Myths and Mysteries

This seems to be a large amount of fairytales and missbeliefs still circulating amongst employers. I daily receive e-mails on all sorts of weird and wonderful questions.
For example – how many written warnings must I give an employee before I am allowed to hold a disciplinary hearing ? A warning is something that follows a disciplinary hearing – the hearing does not follow the warning.
A warning is a sanction applied, by decision of the chairperson of the hearing, after he has heard all the evidence, arrived at a verdict of guilty, and then after considering all the circumstances, he arrives at a suitable sanction – which could be a written warning, or even a verbal warning, or a final written warning etc.
There are many misconceptions circulating among employees – not the least of which is the misguided notion that an employer must give the employee 3 written warnings before a disciplinary hearing and be convened.

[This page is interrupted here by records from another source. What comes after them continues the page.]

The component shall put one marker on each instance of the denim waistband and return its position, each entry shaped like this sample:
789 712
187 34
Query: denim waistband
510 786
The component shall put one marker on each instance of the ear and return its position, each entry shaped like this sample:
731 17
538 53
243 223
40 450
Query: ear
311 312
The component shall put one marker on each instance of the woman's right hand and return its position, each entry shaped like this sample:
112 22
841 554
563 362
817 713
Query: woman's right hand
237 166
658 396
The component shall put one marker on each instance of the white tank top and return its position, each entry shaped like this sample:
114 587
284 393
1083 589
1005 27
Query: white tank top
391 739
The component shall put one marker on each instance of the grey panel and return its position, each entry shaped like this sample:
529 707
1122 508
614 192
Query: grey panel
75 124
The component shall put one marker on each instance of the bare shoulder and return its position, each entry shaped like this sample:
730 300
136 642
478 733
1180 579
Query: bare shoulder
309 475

I am often asked about the validity period of a verbal or written warning. Labour legislation does not specify the validity period of a warning. That is for the employer to decide, but generally a verbal warning is valid for 3 months, a written warning for 6 months, and a final written warning for 9-12 months. An indefinite period warning is not permitted. Another question – does an act of misconduct qualify for “immediate dismissal?”
When I inquire – what do you mean by “immediate dismissal”, the reply is “can I simply dismiss him immediately without a hearing, because it is a serious offense?” Obviously, the answer is NO! Strictly speaking, in terms of labour legislation, there no such thing as ” immediate dismissal.” It does not exist.
No employee may be dismissed unless the employer first follows a fair procedure, and the dismissal is for a fair reason. The fair procedure includes affording the employee the opportunity to state his case, and to state why he should not be dismissed. Therefore, “instant dismissal” does not exist.
Another question –
“my employee has walked out on me with 24 hours notice. I held back his salary and leave pay because he never gave me notice. He reported me to the Department of Labour, now they say I must pay up. Do I have to pay?”
Answer – yes you do have to pay. There is nothing in labour legislation that entitles you to withold any payment due to the employee. The only way to overcome the problem is to insert a suitable clause in the contract of employment, whereby the employer reserves the right to make such deductions upon an unlawful resignation.
“The employee refuses to sign the employment contract – what must I do?”
Generally, if the employee refuses to sign the employment contract, then he is refusing to be bound by your terms and conditions of employment. If there is no agreement regarding terms and conditions of employment, then generally, no employee/employer relationship exists. (Mackay & Another v Comtec Holdings (Pty) Ltd [1996] 7 BLLR 863 (IC)). Obviously, the circumstances differ from case to case.